しばらくして戻ってきたアデライドの隣には、一人の少年がいた。
「紹介するわ。息子のルイよ」
五歳ほどの少年だった。
肌は雪のように白く、身体も同年代の子どもより細い。けれども、その瞳は聡明そうで、弱々しいという印象は不思議と無かった。
むしろ、静かに周囲を観察するような落ち着きがある。
ルイは少し緊張した様子で、リリアーナを見上げた。
「……はじめまして」
きちんとした礼。幼いながら、厳しく教育されているのが分かる。
リリアーナも柔らかく頭を下げた。
「はじめまして、ルイ様。
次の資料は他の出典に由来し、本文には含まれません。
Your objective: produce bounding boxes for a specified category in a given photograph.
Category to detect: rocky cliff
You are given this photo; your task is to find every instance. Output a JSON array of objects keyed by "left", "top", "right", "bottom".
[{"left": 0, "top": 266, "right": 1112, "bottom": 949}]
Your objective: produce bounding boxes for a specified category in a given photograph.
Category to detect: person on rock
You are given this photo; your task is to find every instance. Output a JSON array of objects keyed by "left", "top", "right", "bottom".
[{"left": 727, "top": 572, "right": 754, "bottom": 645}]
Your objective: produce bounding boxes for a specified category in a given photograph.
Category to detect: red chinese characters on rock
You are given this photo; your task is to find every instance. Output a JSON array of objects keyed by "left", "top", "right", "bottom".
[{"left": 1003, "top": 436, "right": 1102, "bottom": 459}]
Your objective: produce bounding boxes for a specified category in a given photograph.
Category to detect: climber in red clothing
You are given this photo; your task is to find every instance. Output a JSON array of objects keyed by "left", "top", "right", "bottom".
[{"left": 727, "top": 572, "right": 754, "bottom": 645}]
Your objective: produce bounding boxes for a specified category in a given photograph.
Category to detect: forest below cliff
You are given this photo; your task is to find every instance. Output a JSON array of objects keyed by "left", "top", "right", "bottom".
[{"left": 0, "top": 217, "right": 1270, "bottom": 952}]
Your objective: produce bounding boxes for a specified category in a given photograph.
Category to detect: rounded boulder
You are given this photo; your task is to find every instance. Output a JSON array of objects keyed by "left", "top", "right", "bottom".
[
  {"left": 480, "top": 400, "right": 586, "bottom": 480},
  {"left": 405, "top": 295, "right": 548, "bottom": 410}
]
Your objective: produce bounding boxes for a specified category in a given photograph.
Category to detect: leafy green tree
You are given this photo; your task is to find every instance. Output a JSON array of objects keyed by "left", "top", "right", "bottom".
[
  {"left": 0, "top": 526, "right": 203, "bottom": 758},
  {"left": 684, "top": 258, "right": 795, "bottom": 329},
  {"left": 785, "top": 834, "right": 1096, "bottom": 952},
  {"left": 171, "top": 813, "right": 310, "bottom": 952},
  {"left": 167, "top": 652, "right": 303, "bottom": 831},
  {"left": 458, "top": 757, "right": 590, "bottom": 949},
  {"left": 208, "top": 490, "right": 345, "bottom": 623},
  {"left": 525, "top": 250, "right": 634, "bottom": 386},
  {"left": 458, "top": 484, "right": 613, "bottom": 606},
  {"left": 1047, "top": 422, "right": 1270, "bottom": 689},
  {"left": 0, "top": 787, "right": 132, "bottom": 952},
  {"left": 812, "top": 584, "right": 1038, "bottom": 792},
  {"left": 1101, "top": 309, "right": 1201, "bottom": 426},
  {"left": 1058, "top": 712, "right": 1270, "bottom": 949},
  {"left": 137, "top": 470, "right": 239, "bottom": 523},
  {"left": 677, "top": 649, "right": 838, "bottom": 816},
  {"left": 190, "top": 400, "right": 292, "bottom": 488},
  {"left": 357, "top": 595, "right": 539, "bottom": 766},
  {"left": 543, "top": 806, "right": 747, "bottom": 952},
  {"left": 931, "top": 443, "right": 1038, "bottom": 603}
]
リリアーナと申します」
「知ってる」
ルイは小さく言った。
「お義母様が、来る前から話してた」
アデライドは少し困ったように笑った。
「もう、ルイったら」
「だって、本当ですから」
そう言いながらも、ルイはリリアーナから視線を逸らさない。
どこか好奇心と警戒が混ざった目だった。その時、ルイの視線が、リリアーナの後ろへ向いた。
「……この子は?」
リリアーナのドレスの陰に、半分隠れるようにしていたラニアがぴくりと動く。
初めての場所、初めて会う人、少しだけ緊張しているらしい。それでも、ラニアはそろそろと顔を出した。
「……らにあ」
小さな声で名乗る。そして、ぺこり、とぎこちなく頭を下げた。
ルイはぱちぱちと瞬きをした。
「……ちっちゃい」
「一歳半ですから」
リリアーナが苦笑する。
ラニアはじっとルイを見つめていた。
するとルイは、少し考えてから、そっとしゃがみ込む。
「……こんにちは、ラニア」
目線を合わせて、怖がらせないように。その仕草に、リリアーナは少し驚いた。
ラニアはしばらくじっとルイを見ていたが、やがて小さく頷いた。
「ん!」
それだけで、ルイの表情がほんの少し緩む。
アデライドはその光景を見て、静かに目を細めた。
「……良かった」
ぽつり、と零す。
ルイが、こうして自分から他人に近づくのは珍しい。
アデライドはそっと椅子へ腰掛ける。
「さあ、リリアーナ、お願いできる?」
リリアーナはリュートを手に取った。
指先で弦を軽く弾くと、澄んだ音が朝の空気へ溶けていった。
ラニアは目を輝かせる。
「わぁ……!」
ルイもまた、静かに息を呑んでいた。
柔らかな朝の陽射しの中、静かな音色が、ゆっくりと庭園へ広がっていく。
その時間は、侯爵家の慌ただしさを忘れさせるほど、穏やかなものだった。